Tuesday, January 10, 2017
I didn't want to write an I'm back post, I felt like if I did that, then I wouldn't stay. I wouldn't feel the need to use the site to it's fullest potential. I've done that before. Several times before actually. I wasn't fooling myself this time. Before I'd sign on, log a few days of eating, not fully mind you, and then off to the eating contest I'd go.
After losing 80 lbs a few years ago, with the amazing help of this site and the peeps here, I started to "fall off the wagon". It was almost 3 years before I realized I was gaining the weight back. I mean, really noticed. Throughout that time I was on and off Sparkpeople and I felt like I was a failure. I lost my drive. My thought was on other things, work, kids, husband, work....and I work at a gym!
I have been exercising, I never lost that part, but it was the eating. UGH, exercise all you want to but if you don't eat right, it just won't happen. I exercised every day and still gained weight because my eating habits were horrible.

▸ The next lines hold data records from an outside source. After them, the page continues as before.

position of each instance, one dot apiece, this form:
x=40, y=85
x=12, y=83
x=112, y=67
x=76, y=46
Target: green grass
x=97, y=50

After a few months of stress-filled holidays and eating uncontrollably I decided it was time to get serious. Last Monday I decided I'd weigh myself and as long as I wasn't over a certain weight I felt like I would be ok and I can start on a positive...but to my benefit I was not. This was it, my time to "get real".
This "get real" is an interesting feeling. I mean, I have been unable to stick with anything over the last few years, one or two days and I've bounced right back into the emotional eating, not caring attitude. This "get real" feeling is one that has had enough. I can't take the eating garbage all the time. The "get real" feeling is the honest to goodness dedication to change. And you notice it, I notice it, I feel it, it's intentional.
Right after Christmas, that Monday, I went to the store to buy vegetables. Raw, real, vegetables. Not because I wanted to diet or make a life style change but because I had eaten so many sweets I craved real foods. As I chopped the broccoli and carrots I couldn't help but eat them. They tasted so amazingly good I couldn't stop.
After that week I knew I was ready. The feeling wasn't like the last few years, it was like the beginning of my spark journey in 2010. The something needs to change feeling, like seeing my cholesterol levels increasing and being so out of shape it hurt to climb the stairs. That feeling was back, so I just knew it was time.
I began by just logging my food. Not really interacting or telling anyone that I was back. Not even sure if my friends were still on either and if they were, would they really notice I was back or believe I would even stick around this time. I was almost embarrassed to even say anything. Mainly because I was so back and forth before I was afraid to put any effort into blogs or teams. Sad almost but I was trying to be real with myself. I was afraid I wouldn't stick around.
However, the days passed and I noticed my thoughts were not like before, my choices were more intentional and I my attitude was different. This WAS different. So here I am. 1st blog of 2017.